I've written some code that checks to see if the user is logged in as an admin or not to limit who can make changes to other user's permissions, but the if tag is never true. I've made sure the correct data is there by echoing it out but nothing I've found so far has given me a solution.

<g:if test="${session.userPermissions == 'Administrator'}">
    <g:select id="permissions" name="permissions" from="${userInstance.constraints.permissions.inList}" value="${userInstance.permissions}" ></g:select>
</g:if>
<g:else>
    ${userInstance.permissions}
</g:else>
A: 

It ends up a groovy thing-

I used a criteria to get the user's login information. The criteria returns a list of user variables. I was setting session.userPermissions = user.permissions

In groovy you can access every list element's properties and retrieve them as a new list (example below). This was giving me the list variables in my session. It's a really cool feature, but not one you like to find on accident like this.

groovy> def demo = []
groovy> demo[0] = [a:1, b:2]
groovy> demo[1] = [a:3, b:4]
groovy> demo[2] = [a:5, b:6]
groovy> demo.a

Result: [1, 3, 5]
Noaki
Yep, actually this syntax is a shortcut for demo.collect { it.a }. This also works for method invocations on the list's elements: list*.myMethod() returns a list containing the return values of myMethod() invoked an all elements of the original list (so-called spread-dot operator).
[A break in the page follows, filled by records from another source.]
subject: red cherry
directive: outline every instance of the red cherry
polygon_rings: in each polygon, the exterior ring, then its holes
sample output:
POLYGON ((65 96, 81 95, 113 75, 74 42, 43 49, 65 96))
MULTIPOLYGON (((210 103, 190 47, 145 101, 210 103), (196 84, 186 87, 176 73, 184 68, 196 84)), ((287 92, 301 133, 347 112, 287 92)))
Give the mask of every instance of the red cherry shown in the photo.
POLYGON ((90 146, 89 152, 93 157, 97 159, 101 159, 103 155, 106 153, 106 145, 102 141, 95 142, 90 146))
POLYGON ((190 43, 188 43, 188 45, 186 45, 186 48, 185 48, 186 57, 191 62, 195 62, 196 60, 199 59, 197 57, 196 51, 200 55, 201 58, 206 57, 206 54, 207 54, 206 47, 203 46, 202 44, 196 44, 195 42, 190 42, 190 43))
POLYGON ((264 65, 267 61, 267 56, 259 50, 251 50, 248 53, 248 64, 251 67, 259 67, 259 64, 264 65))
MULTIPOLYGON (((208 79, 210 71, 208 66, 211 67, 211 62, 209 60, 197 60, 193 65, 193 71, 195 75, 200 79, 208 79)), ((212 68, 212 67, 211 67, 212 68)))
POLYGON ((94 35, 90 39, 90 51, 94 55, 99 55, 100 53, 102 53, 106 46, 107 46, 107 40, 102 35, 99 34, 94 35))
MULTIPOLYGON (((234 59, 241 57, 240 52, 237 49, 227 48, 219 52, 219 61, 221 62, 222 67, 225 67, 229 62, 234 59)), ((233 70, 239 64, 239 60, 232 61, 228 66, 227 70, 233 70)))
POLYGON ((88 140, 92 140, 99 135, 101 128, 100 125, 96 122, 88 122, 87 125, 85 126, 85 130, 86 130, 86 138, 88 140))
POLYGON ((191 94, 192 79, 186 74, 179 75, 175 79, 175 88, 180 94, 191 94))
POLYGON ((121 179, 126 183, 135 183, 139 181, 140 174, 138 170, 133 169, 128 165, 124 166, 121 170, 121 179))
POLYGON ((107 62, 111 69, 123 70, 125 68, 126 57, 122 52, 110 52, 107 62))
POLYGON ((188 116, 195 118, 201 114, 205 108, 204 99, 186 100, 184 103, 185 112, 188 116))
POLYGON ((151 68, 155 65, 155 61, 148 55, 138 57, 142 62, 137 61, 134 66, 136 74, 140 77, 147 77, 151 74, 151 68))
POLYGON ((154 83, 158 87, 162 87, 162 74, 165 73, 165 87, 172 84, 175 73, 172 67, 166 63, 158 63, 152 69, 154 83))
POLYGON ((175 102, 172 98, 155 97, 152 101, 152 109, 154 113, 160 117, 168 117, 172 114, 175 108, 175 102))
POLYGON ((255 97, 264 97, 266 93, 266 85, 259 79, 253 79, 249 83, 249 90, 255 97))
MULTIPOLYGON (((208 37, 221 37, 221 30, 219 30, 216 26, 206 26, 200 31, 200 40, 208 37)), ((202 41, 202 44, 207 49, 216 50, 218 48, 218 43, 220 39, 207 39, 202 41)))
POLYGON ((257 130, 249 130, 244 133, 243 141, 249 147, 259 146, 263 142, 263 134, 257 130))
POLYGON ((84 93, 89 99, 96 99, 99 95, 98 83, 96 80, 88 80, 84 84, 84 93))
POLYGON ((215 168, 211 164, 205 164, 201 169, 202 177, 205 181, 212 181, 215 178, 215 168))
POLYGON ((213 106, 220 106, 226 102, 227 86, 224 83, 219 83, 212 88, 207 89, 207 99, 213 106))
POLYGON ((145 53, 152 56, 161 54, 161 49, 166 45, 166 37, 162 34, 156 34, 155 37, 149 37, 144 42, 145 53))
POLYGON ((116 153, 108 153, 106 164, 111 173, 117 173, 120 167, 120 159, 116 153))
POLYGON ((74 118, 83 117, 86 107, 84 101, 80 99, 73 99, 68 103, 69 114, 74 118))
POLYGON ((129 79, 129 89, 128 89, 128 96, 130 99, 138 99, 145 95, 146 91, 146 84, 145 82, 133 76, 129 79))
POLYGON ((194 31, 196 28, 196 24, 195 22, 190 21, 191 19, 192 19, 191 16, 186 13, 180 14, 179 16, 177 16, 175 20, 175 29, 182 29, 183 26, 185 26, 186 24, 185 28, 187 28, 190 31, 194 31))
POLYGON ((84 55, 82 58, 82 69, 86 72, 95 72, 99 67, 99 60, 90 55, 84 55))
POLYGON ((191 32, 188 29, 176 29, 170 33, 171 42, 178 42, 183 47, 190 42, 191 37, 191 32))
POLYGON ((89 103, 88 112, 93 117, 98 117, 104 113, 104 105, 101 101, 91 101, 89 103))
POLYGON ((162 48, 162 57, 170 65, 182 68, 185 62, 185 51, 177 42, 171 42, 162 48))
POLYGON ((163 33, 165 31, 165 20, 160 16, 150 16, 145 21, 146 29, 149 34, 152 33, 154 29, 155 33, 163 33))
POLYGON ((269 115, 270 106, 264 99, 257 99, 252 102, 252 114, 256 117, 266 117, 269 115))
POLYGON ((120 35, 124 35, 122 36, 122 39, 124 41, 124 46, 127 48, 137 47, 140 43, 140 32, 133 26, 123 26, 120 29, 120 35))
The collect-equivalent would be: list.collect { it.myMethod() }
Daniel Rinser
this could be a cause of hard to track bugs...hhmmm not great.
Chii
+3  A: 

try "java" String ways :D

<g:if test="${session.userPermissions.equals('Administrator')}">
....
</g:if>
nightingale2k1
Thanks for this suggestion! I was having the exact same problem in my .gsp files where two strings (or at least I thought were strings) x and y that would display equally as ${x} and %{y} would fail the == test. Using String.equals solved the problem and the mystery.